Unfortunately, I could now create an even longer list of reasons to believe that’s true. Spaces for centering queer and trans experience in higher education are shrinking rapidly. Sometimes in response to state laws banning public money from funding DEI programming, and sometimes in anticipation of legal or extra-legal pressure, LGBTQ resource offices have been closed at a lengthening list of schools, including University of Houston, University of North Florida, University of Alabama in Tuscaloosa, and University of Utah, where they have often been shuttered alongside offices and organizations for women and students of color. At Texas A&M, a minor in LGBTQ studies was targeted for closure – along with others defined as “low performing” – without an opportunity for faculty input. At University of North Texas, not only was the DEI office closed, but faculty were told they would have to adjust their classroom instruction and course titles, and that they may not receive funds to present research at conferences that deal with race, color, ethnicity, gender identity, or sexual orientation.
At St. Norbert College, where I met with my queer literature students last fall, the parish quietly closed the OUTLoud ministry started by my colleague, Dr. Craig Ford. And SNC’s new president Dr. Laurie Joyner, its new VPAA Valerie Martin Conley, and Rev. Matthew Dougherty, Special Assistant to the President for Mission Integration, announced to faculty, staff, and students that the College would be updating its policies, enrollment applications, official forms, campus signage, and the website to “align…with Church teachings on gender identity and expression.” These teachings, they clarified, referred to the Catholic Church’s Dignitas Infinita, which they read as recognizing two sexes. The SNC Progressive Student Union posted a response to this announcement on their Instagram page on September 19: “Let us be clear: as a group and as students, we are disgusted. The removal of inclusive language is a step backwards. As an organization dedicated to promoting progressive policies, this decision from the college administration could not be more misaligned with our ideals and the Norbertine values of radical hospitality."
When the results of the recent U.S. elections were announced, I didn’t have any classes to meet with. I have to hope that, for students who are reeling from the outcome, the time we spent together – thinking about how many people have struggled for liberation through times that felt interminably bleak – provided them with some courage and some company in their grief. And I have to hope that, however many of us get to continue that struggle, we’ll keep fighting like hell to make higher education a place where people can access those tools. I know it matters, because I was lucky enough to have students who told me it did.

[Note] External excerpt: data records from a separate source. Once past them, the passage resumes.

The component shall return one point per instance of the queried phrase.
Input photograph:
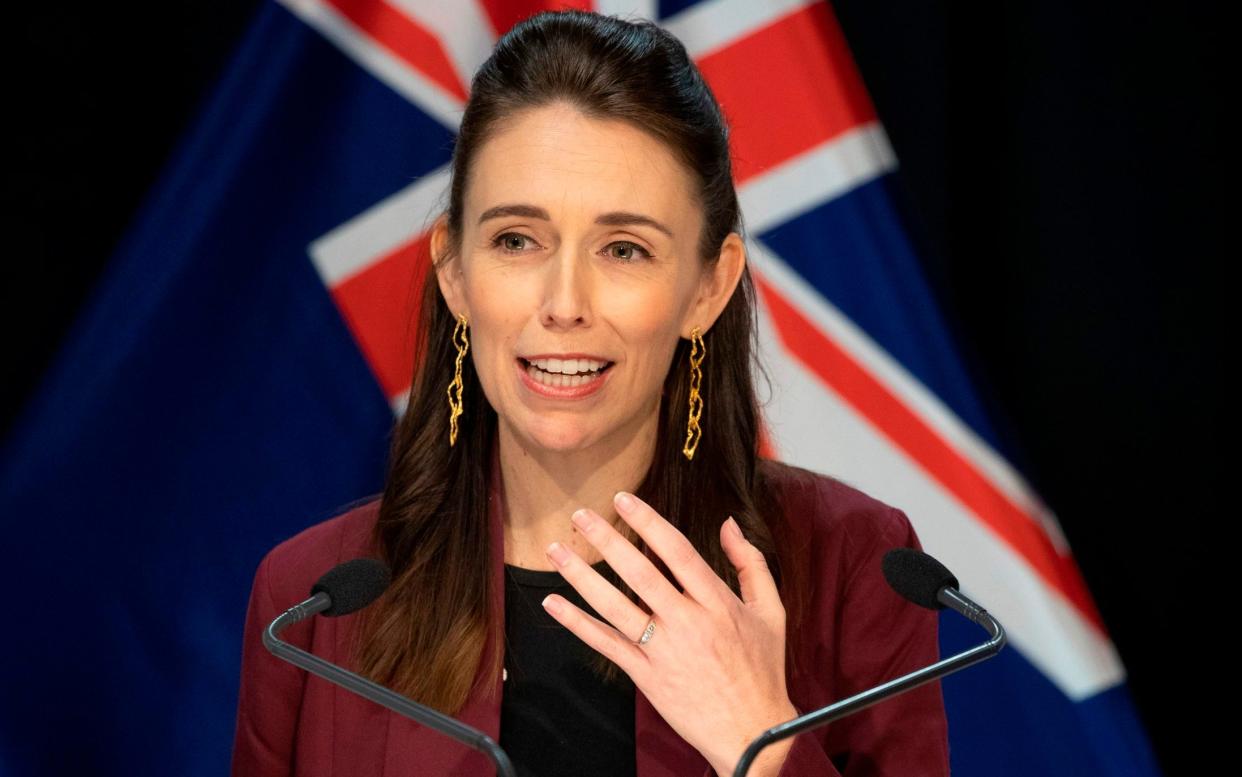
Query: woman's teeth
(564, 371)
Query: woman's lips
(563, 392)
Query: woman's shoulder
(829, 512)
(293, 565)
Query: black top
(557, 715)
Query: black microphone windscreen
(917, 576)
(353, 585)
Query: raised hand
(713, 664)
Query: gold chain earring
(455, 404)
(698, 349)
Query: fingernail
(558, 554)
(581, 519)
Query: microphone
(924, 581)
(345, 588)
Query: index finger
(697, 577)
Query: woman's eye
(513, 243)
(632, 248)
(509, 237)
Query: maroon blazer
(293, 724)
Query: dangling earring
(455, 404)
(698, 349)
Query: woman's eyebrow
(614, 219)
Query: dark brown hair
(426, 636)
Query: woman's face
(578, 253)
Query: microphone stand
(949, 597)
(376, 693)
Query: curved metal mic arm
(949, 597)
(360, 685)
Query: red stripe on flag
(380, 307)
(405, 39)
(873, 401)
(786, 88)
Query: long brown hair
(425, 637)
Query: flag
(235, 375)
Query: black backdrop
(1063, 165)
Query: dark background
(1060, 161)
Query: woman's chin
(559, 437)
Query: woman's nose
(566, 291)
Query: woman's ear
(717, 286)
(448, 273)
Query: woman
(564, 572)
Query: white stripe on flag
(812, 426)
(380, 230)
(379, 61)
(712, 25)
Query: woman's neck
(543, 488)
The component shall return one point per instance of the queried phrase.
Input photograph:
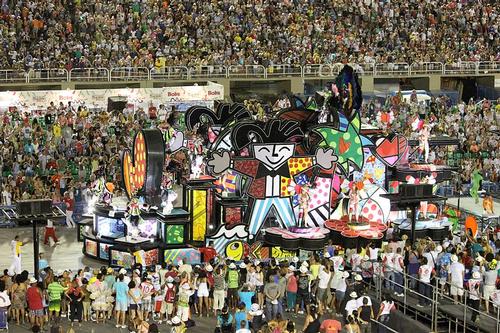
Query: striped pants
(261, 208)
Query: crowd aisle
(157, 33)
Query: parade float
(261, 186)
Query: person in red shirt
(208, 252)
(35, 304)
(70, 207)
(330, 325)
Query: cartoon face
(273, 155)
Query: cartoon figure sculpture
(197, 166)
(423, 141)
(424, 204)
(476, 184)
(107, 194)
(488, 204)
(168, 205)
(353, 204)
(304, 198)
(271, 165)
(134, 211)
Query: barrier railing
(245, 71)
(393, 69)
(461, 68)
(207, 72)
(170, 73)
(284, 70)
(129, 74)
(408, 287)
(13, 76)
(48, 75)
(89, 74)
(427, 68)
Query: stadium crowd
(328, 289)
(469, 122)
(158, 33)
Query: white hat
(255, 310)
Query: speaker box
(34, 207)
(116, 103)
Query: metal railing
(284, 71)
(208, 72)
(89, 74)
(246, 71)
(48, 75)
(170, 73)
(129, 74)
(409, 283)
(13, 76)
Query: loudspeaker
(34, 207)
(116, 103)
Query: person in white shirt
(490, 277)
(388, 262)
(6, 196)
(352, 304)
(398, 272)
(457, 275)
(474, 287)
(425, 272)
(15, 246)
(324, 276)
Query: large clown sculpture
(271, 164)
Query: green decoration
(175, 234)
(346, 144)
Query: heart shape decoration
(134, 165)
(390, 149)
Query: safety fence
(438, 308)
(401, 69)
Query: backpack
(303, 282)
(170, 294)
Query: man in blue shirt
(121, 291)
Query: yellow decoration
(199, 215)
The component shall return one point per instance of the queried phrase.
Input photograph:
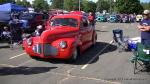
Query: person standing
(91, 18)
(144, 27)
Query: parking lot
(101, 64)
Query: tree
(40, 5)
(103, 5)
(57, 4)
(146, 6)
(73, 5)
(128, 6)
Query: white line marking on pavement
(84, 66)
(17, 56)
(7, 65)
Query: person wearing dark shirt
(145, 28)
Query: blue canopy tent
(7, 9)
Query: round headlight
(63, 44)
(29, 41)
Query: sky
(97, 0)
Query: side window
(85, 22)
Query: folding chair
(120, 40)
(142, 58)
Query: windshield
(26, 16)
(64, 22)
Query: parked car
(114, 18)
(139, 18)
(66, 37)
(101, 18)
(31, 20)
(125, 18)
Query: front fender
(66, 52)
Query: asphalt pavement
(101, 64)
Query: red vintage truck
(66, 37)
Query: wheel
(74, 56)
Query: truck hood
(58, 32)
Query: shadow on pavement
(87, 55)
(23, 70)
(96, 52)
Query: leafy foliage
(23, 3)
(40, 5)
(128, 6)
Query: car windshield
(26, 16)
(64, 22)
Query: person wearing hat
(144, 27)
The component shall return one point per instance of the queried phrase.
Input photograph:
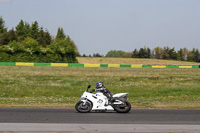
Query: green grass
(170, 88)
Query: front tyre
(125, 108)
(83, 108)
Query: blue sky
(98, 26)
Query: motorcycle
(99, 102)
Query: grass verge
(61, 87)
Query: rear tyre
(125, 108)
(83, 108)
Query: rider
(100, 87)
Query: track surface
(136, 116)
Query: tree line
(183, 54)
(31, 43)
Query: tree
(47, 37)
(34, 33)
(115, 53)
(135, 53)
(184, 54)
(3, 29)
(172, 54)
(20, 30)
(41, 38)
(60, 34)
(148, 53)
(196, 55)
(158, 53)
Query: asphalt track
(140, 120)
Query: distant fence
(95, 65)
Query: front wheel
(83, 108)
(125, 108)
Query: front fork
(84, 101)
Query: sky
(98, 26)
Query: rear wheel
(124, 108)
(83, 108)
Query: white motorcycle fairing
(100, 101)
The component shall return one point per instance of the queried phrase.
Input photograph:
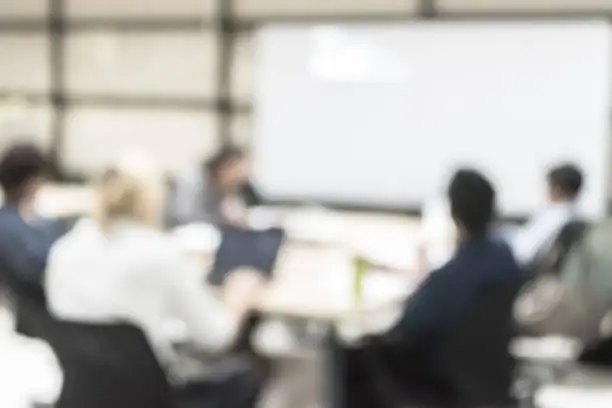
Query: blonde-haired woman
(119, 266)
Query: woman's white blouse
(134, 273)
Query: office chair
(474, 367)
(552, 259)
(106, 366)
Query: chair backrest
(107, 366)
(475, 357)
(551, 259)
(28, 300)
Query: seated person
(217, 192)
(440, 303)
(538, 235)
(25, 237)
(121, 267)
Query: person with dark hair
(25, 237)
(414, 352)
(479, 260)
(534, 239)
(216, 192)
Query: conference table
(313, 277)
(313, 280)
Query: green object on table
(360, 267)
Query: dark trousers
(386, 376)
(238, 391)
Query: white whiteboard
(380, 115)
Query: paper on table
(314, 224)
(558, 396)
(29, 372)
(199, 238)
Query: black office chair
(28, 301)
(107, 366)
(476, 358)
(552, 259)
(473, 369)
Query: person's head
(472, 202)
(564, 183)
(23, 168)
(228, 167)
(131, 190)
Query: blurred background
(86, 77)
(174, 79)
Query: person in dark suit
(216, 192)
(440, 303)
(25, 237)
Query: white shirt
(134, 273)
(540, 232)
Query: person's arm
(212, 324)
(431, 308)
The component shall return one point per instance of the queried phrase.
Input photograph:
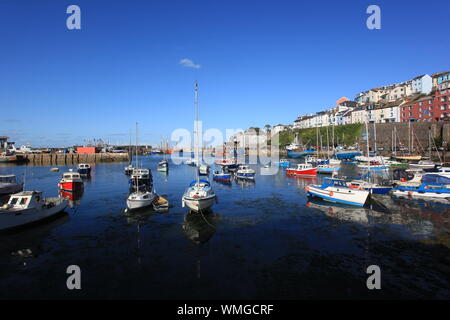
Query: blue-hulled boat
(346, 155)
(297, 155)
(336, 190)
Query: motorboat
(71, 181)
(424, 191)
(371, 187)
(199, 196)
(140, 199)
(160, 204)
(129, 170)
(222, 176)
(284, 163)
(84, 169)
(245, 172)
(29, 207)
(327, 169)
(302, 169)
(163, 166)
(9, 184)
(423, 164)
(336, 190)
(203, 169)
(141, 179)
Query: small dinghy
(9, 185)
(29, 207)
(160, 204)
(303, 169)
(222, 176)
(71, 181)
(163, 166)
(336, 190)
(140, 199)
(203, 169)
(129, 170)
(245, 172)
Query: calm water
(263, 240)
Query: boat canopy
(435, 178)
(8, 178)
(201, 181)
(334, 182)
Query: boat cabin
(24, 200)
(330, 182)
(8, 179)
(71, 176)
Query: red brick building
(420, 109)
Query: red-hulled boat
(303, 169)
(71, 181)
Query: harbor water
(263, 240)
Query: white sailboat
(140, 198)
(199, 196)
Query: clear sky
(257, 62)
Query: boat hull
(21, 218)
(336, 195)
(304, 173)
(11, 188)
(199, 204)
(71, 186)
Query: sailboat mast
(196, 129)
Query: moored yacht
(9, 184)
(71, 181)
(84, 169)
(28, 207)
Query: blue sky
(261, 62)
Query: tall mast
(196, 129)
(137, 166)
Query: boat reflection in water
(199, 227)
(26, 243)
(74, 197)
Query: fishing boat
(222, 176)
(203, 169)
(336, 190)
(160, 204)
(408, 158)
(9, 185)
(296, 155)
(284, 163)
(327, 169)
(163, 166)
(129, 169)
(141, 179)
(140, 199)
(191, 162)
(428, 191)
(423, 164)
(71, 181)
(84, 169)
(302, 169)
(199, 196)
(245, 172)
(371, 187)
(29, 207)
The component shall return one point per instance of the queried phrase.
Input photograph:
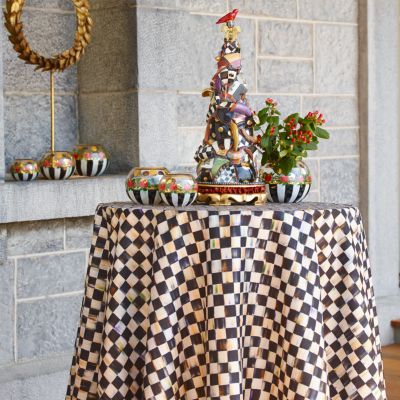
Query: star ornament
(228, 17)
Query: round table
(240, 302)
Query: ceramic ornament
(178, 189)
(55, 165)
(142, 185)
(24, 170)
(91, 160)
(226, 167)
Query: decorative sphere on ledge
(24, 170)
(90, 159)
(142, 184)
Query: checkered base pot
(271, 302)
(24, 170)
(286, 193)
(21, 176)
(291, 188)
(56, 173)
(91, 167)
(144, 197)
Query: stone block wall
(42, 280)
(302, 53)
(137, 91)
(49, 26)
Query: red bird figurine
(228, 17)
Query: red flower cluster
(271, 102)
(316, 117)
(298, 135)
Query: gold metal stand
(52, 110)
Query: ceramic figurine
(57, 165)
(91, 160)
(24, 170)
(178, 189)
(142, 185)
(291, 188)
(226, 156)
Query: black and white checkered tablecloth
(271, 302)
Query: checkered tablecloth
(273, 302)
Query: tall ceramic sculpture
(227, 170)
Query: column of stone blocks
(50, 27)
(108, 110)
(42, 278)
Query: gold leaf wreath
(57, 62)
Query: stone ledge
(38, 367)
(42, 199)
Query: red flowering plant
(287, 141)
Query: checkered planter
(286, 193)
(91, 167)
(24, 176)
(57, 173)
(273, 302)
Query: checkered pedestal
(270, 302)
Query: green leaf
(310, 146)
(264, 141)
(274, 121)
(283, 153)
(322, 133)
(263, 119)
(264, 159)
(295, 116)
(262, 112)
(286, 164)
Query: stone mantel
(42, 199)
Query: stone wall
(302, 53)
(49, 26)
(143, 101)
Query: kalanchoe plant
(287, 141)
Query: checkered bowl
(90, 159)
(291, 188)
(142, 185)
(24, 170)
(178, 189)
(57, 165)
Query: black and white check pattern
(272, 302)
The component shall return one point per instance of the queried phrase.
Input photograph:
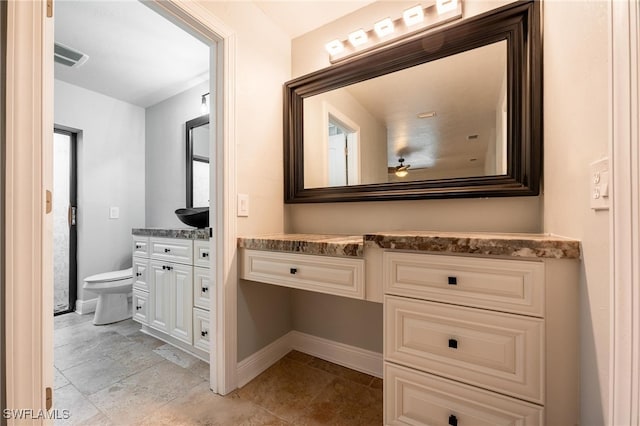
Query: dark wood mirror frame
(189, 126)
(519, 24)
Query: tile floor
(115, 375)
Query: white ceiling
(463, 90)
(137, 56)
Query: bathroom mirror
(197, 138)
(450, 113)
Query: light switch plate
(243, 205)
(114, 212)
(600, 186)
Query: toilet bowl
(112, 289)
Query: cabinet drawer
(140, 308)
(140, 273)
(497, 351)
(140, 246)
(201, 255)
(333, 275)
(414, 398)
(202, 288)
(201, 330)
(172, 250)
(505, 285)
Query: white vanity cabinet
(470, 340)
(168, 290)
(340, 276)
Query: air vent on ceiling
(67, 56)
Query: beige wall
(576, 130)
(262, 65)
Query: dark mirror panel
(413, 121)
(197, 137)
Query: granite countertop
(186, 233)
(327, 245)
(540, 246)
(543, 246)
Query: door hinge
(49, 398)
(48, 202)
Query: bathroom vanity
(478, 328)
(172, 286)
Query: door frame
(624, 231)
(73, 229)
(28, 277)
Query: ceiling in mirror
(454, 112)
(441, 119)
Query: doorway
(65, 210)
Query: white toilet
(112, 289)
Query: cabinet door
(140, 307)
(181, 303)
(160, 277)
(140, 271)
(201, 331)
(202, 288)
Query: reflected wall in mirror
(457, 130)
(197, 137)
(451, 113)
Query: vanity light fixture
(425, 15)
(358, 38)
(402, 170)
(413, 16)
(204, 108)
(334, 47)
(384, 28)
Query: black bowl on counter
(194, 216)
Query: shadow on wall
(592, 394)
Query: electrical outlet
(243, 205)
(114, 212)
(600, 186)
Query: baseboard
(250, 367)
(358, 359)
(362, 360)
(84, 307)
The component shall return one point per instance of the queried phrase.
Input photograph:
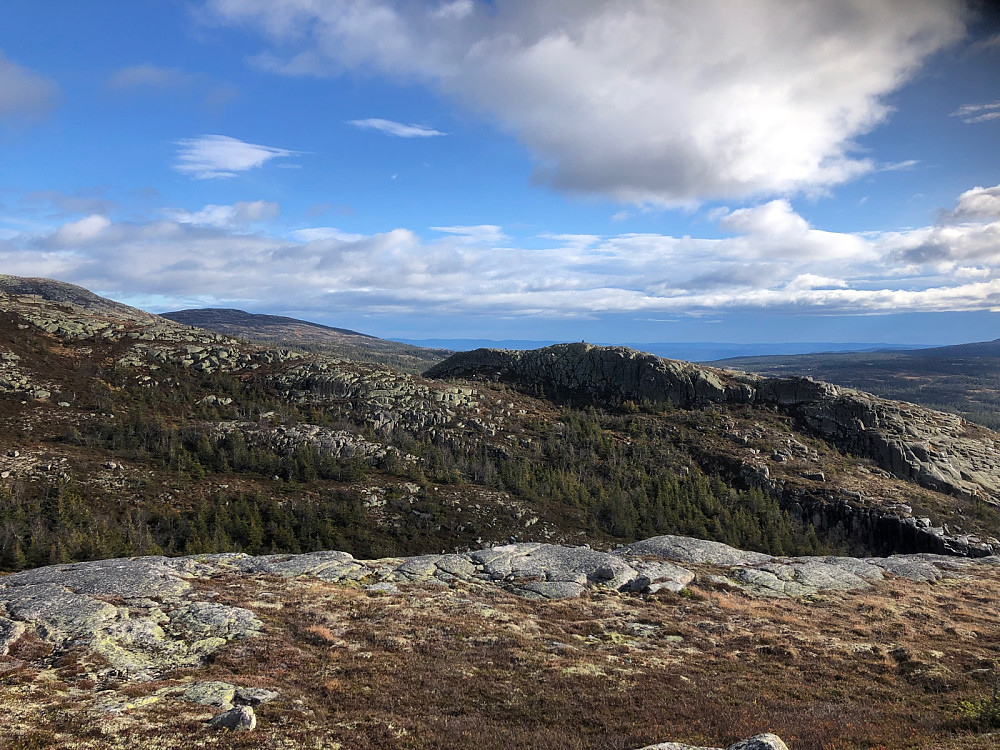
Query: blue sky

Many people are worried about the survival of our institutions. Some may argue – publicly or privately, in the deals they strike with their own consciences – that survival requires ceding some ground in an attempt to weather our current moment’s wave of reactionary hostility. But any version of our institutions worth fighting to preserve would be a version that served its most vulnerable members. The fight may be long, but if we stop making that demand, we’ve already lost. That’s one of the lessons queer history can teach us.